鈴木右近には少し申し訳ないが、山吹大夫への恋心は、いかんともしがたい。
煌びやかな舞台装束と打って変わって地味な小袖に、志乃はヒタと寄り添った。
山吹大夫の肩の上の三吉は、背中を丸く膨らませて地付きの凄味をきかせる虎猫との睨み合いに夢中だったので、先刻のように野暮な邪魔立てをされずにすんだ。

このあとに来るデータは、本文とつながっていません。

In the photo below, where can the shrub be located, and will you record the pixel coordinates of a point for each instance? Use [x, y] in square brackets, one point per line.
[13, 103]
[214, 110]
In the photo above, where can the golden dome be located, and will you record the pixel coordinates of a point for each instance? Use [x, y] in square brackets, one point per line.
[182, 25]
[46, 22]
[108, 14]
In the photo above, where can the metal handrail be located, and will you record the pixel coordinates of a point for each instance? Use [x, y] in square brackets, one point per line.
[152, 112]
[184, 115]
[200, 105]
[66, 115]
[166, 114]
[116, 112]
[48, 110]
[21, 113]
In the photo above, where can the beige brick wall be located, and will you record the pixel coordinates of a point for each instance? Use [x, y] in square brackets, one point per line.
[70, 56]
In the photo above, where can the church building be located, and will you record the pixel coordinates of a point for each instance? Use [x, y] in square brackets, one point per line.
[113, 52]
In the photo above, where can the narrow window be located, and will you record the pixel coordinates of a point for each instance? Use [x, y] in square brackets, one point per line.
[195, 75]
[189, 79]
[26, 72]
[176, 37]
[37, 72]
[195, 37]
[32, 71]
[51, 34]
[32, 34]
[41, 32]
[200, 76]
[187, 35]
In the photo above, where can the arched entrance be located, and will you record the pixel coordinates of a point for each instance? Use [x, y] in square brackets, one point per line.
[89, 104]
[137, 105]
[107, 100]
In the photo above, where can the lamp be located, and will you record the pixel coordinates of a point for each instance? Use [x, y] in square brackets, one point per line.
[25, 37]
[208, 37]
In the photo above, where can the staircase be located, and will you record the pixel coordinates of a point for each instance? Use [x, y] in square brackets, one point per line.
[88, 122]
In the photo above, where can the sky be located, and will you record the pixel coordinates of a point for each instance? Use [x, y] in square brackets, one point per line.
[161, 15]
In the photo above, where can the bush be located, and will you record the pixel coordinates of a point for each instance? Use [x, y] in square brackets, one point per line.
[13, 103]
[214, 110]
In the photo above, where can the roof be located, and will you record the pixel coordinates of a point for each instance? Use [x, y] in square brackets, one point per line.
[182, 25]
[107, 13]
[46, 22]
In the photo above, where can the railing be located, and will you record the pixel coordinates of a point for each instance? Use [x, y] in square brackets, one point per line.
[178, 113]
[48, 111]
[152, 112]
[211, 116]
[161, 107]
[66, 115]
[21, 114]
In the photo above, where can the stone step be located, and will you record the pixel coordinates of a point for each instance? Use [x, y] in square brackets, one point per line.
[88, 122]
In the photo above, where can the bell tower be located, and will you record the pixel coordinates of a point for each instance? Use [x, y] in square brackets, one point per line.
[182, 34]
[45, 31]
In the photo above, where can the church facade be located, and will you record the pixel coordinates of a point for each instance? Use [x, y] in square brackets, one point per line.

志乃の目から見れば、寄り添われた山吹大夫も、まんざらでもなさそうである。
両者の間にほのかな気が通い、いましも指先が触れ合おうかというときだった。
――アリャリャ―ッ!
甲高い奇声を発しつつ、金物問屋のかげから黒い覆面の武士が躍り出て来た。
「あっ、上野弥兵衛!」
叫びながら志乃はくノ一の本能から自然に両手を広げて山吹大夫を守っていた。
とっさに手を払い除けた山吹大夫は、逆に、志乃の前に大きく立ちはだかった。
――あら、いけない。山吹大夫さまも忍だったんだっけ。
女だてらに出過ぎたかたちの志乃は、ヒョコッと肩をすくめた。
大上段から振り下ろされた刀を、山吹大夫はヒラリと身軽にかわす。
同時に、いつの間にか抜いた懐刀を下から最短距離ですくい上げる。
その懐刀が、ザッと音を立てて、賊の袴を真っ二つに切り裂いた。
裂け目から剥き出しになった脛に、三吉がガブリと食らいついたから堪らない。
――いてててっ!
「覚えていやがれ」
賊は捨て台詞を吐いて退散した。
「三吉、よくやったな」頭をやさしく撫でてやりながら山吹大夫は志乃に告げた。
「あやつは大御所さまの息がかかった柘植一党の伊賀忍者で、たしか鳶丸とか申す悪党でございますよ」
俊敏な身ごなし。
鷲のような視線。
巧みな人心掌握術……。
ただものには見えなかったが、やっぱりそうだったのか。志乃は心から納得し、身体を張って庇ってくれた山吹大夫への慕情を、いっそう激しく掻き立てさせた。
だが、猿楽師の本業は旅にある。
翌日、名残を惜しむ志乃をひとり置き去りにして、猿楽師・山吹大夫と猿の三吉の一行は、いずこへともなく旅立って行った。